Wednesday, February 27, 2013

Stockyards, White Elephants, Cowboy Poetry and Stockbrokers

A year ago, I wrote the article that has drawn the most comments and most views (by far) of any I have written. That is a testament to Annie Golightly and her legions of friends, not to my writing. Take a look if you have not seen it. Now back to where we left off last week.



I didn’t really put all the Godwinks together at first, either. Not for a long time. Here’s another recap: Jerald and Saddle Songs/Dorrance and Farnsworth at Cowboy Hall of Fame/Moline painting on Cowboy Magazine of Don Edwards/Moline in Yippy Yi Yea along with Buck Taylor. Just a string of coincidences, right? Then along comes another issue of Cowboy. A painting of Waddie Mitchell (the Bard in Bard and Balladeer) graced the cover.

Inside, Waddie, a veteran Nevada buckaroo of twenty-six years, tells us the difference between buckaroos and cowboys. He, along with Utah folklorist Hal Cannon, established the first cowboy poetry gathering in Elko, Nevada in 1985.

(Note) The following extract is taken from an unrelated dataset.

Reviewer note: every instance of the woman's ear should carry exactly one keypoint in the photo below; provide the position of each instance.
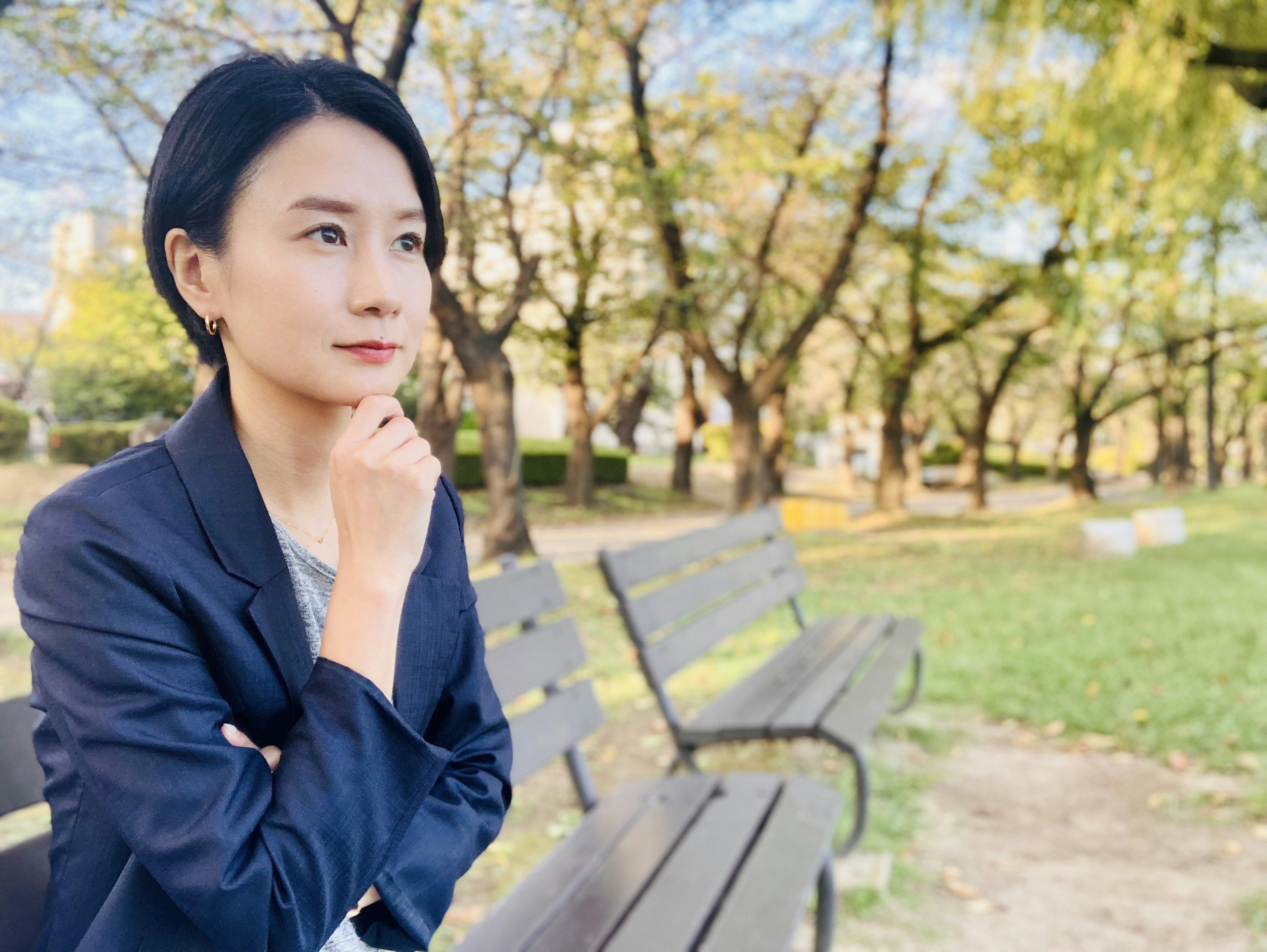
(196, 273)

A few pages later, there is an article on Tom and Bill Dorrance and Ray Hunt. Yes, the same Tom Dorrance we had met at the Cowboy Hall of Fame six months earlier. Again, not too big a coincidence, but another connecting thread.

Yippy Yi Yea’s next issue came along only a few days later. There was a beautifully tooled saddle on the front and an inset picture of Don Edwards. Inside was an article, complete with pictures of Don and his Sevenshoux Ranch in Weatherford. 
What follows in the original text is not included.